Published on Taipei Times
http://www.taipeitimes.com/News/worldbiz/archives/2002/08/27/165799

GM, VW and Toyota race into China

AUTOMAKERS: The world's top companies in the sector can't ignore the world's most populous nation, but pundits say that eventually the Chinese will eat them up

BLOOMBERG, BEIJING
Tuesday, Aug 27, 2002, Page 12

"By leaping all at once in the same direction, they're creating a fragmented market where they'll have a hard time making money. Plus, the Chinese are masters at playing one company off against another."

Graeme Maxton, managing director at Autopolis

At the Beijing auto show this past June, the most popular entertainers were a pair of Norwegian women who played electric violins.
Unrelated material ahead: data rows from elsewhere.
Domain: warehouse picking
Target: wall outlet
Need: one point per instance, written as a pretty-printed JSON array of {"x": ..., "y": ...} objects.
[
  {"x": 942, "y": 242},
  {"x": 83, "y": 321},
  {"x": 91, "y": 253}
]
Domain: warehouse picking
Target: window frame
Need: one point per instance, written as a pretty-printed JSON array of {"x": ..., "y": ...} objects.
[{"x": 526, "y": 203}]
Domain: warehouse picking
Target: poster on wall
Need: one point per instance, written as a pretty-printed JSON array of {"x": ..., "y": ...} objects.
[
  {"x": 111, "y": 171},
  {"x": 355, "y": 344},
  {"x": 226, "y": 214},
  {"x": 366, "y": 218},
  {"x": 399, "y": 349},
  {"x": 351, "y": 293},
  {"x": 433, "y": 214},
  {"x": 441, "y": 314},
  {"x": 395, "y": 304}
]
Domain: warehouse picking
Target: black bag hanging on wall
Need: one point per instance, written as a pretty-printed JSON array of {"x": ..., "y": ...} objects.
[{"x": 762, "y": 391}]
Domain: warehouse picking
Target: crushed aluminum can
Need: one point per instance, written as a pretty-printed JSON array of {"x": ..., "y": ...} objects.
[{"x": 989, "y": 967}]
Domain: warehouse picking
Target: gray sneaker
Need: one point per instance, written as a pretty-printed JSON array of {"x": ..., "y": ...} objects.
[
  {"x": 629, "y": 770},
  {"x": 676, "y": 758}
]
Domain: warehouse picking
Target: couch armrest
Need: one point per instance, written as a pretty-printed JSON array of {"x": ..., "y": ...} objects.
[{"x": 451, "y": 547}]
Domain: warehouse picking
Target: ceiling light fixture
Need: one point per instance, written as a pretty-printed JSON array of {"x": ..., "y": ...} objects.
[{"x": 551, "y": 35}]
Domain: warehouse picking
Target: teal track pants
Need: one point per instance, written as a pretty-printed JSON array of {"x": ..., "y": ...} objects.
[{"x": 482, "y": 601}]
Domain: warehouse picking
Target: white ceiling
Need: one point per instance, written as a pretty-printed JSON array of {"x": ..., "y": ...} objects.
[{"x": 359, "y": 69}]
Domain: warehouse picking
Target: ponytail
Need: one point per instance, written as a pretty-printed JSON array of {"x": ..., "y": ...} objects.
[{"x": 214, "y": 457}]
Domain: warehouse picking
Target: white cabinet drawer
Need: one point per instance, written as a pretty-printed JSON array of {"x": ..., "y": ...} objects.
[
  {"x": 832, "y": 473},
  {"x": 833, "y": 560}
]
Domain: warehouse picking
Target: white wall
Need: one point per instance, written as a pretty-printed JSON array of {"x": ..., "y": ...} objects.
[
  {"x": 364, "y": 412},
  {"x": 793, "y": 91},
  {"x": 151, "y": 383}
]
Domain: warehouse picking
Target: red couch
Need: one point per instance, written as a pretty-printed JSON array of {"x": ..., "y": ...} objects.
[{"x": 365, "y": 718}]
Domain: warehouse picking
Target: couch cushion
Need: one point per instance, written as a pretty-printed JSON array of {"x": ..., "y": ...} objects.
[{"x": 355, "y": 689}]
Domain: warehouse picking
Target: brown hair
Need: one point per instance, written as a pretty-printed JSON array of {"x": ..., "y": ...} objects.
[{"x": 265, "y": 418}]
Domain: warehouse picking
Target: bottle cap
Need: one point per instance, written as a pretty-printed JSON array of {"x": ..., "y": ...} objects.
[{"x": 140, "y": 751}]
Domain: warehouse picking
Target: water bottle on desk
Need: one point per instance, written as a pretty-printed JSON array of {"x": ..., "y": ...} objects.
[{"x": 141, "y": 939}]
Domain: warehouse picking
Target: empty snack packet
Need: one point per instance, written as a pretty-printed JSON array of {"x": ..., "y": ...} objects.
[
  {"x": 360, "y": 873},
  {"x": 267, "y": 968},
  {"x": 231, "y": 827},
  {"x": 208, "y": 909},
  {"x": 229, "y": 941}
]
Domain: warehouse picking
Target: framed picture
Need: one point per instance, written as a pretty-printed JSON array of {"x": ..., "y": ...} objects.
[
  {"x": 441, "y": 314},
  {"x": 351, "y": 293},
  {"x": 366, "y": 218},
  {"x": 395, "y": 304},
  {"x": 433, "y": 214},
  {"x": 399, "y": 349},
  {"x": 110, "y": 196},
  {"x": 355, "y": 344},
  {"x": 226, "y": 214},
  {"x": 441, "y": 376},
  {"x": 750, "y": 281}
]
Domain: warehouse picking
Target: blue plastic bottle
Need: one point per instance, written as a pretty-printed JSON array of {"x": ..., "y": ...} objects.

Foreigners supplied the buzz offstage too, as all nine of the world's biggest automakers held press conferences to announce new investments in China.

Companies such as General Motors Corp, Toyota Motor Corp and Volkswagen AG are eager to spend big money in China -- even though they expect to reap small profits there at least through the end of the decade.

As the foreign automakers rush into China, they remain forced by government regulations to play second fiddle to their local partners. They come anyway, because they see a fast-growing market with huge potential -- as well as a labor force that can produce quality cars at low wages.

"China is becoming the world's factory," said Paul Gao, a McKinsey & Co consultant in Shanghai.

"Its laborers are delivering high quality, high productivity and very low costs in industries like textiles and electronics, and the same thing will happen with automobiles," Gao said.

About 2.35 million cars, buses and trucks were sold in China in 2001, up 12.7 percent from the prior year. By contrast, Japan's sales were 5.94 million, down 0.5 percent, and US sales were 17.2 million, down 1.3 percent.

"To remain the world's largest automaker, you've got to be pretty big in China," said Philip Murtaugh, GM's chairman in China.

Automotive analysts expect these trends to continue.

Annual income of US$4,500 per capita in cities like Shanghai is already more than the salaries that fueled South Korea's auto-buying boom in the 1980s, says Jerry Lou, a Morgan Stanley Asia Ltd analyst in Shanghai.

China will pass the US to become the world's largest vehicle market in 25 years, Murtaugh said.

"GM has to be where its competitors are," said Lynn Yturri, comanager of the Scottsdale, Arizona-based One Group Equity Income Fund, which owns 70,000 GM convertible securities.

"They can't give away a market that might be good."

Corporate lemmings

Not so fast, says Graeme Maxton, managing director at Autopolis, an auto industry research firm in Singapore.

"The foreigners are acting like corporate lemmings instead of looking at the economics," he said. "By leaping all at once in the same direction, they're creating a fragmented market where they'll have a hard time making money. Plus, the Chinese are masters at playing one company off against another."

China still plays a small role in global automaking. GM and its joint venture partners will sell about 250,000 vehicles in China in 2002, said DRI-WEFA auto analyst Neil King.

That's just 3.2 percent of GM's overall sales.

King estimates that Volkswagen will sell about 410,000 vehicles, or about 8.6 percent of its global total, in China this year. Toyota and Ford Motor Co are just getting started.

The automakers, like other foreign investors before them, will have to play by Beijing's rules. While China lowered tariffs on imported cars when it joined the WTO last year, it still restricts foreign companies' operations inside the country to joint ventures of which they can own no more than 50 percent.

"If GM can stay in China 20 years and make some money -- knowing they'll probably get squeezed out in the end -- that's as much as they can hope for," Maxton said.

GM's main partner in China is Shanghai Automotive Industry Corp, the country's biggest carmaker. SAIC is owned by Shanghai's municipal government and has Jiang Mianheng, the eldest son of China's President Jiang Zemin, on its board of directors.

The company operates 55 joint ventures with GM, Volkswagen, Volvo AB and other automakers as well as parts companies.

Chinese officials have picked SAIC as one of three megacompanies into which dozens of smaller automakers must merge. The other two are Changchun-based First Automotive Works Corp and Hubei-based Dongfeng Motors Corp.

At SAIC headquarters, President Hu Maoyuan stands in front of a life-size diorama that shows workers putting cars together in 1964 by using hoists, chains, and their bare hands and says proudly that he started his career on the assembly line.

He says China should maintain control of its auto industry."We need the resources of our foreign partners, but we don't wholly rely on them," Hu said.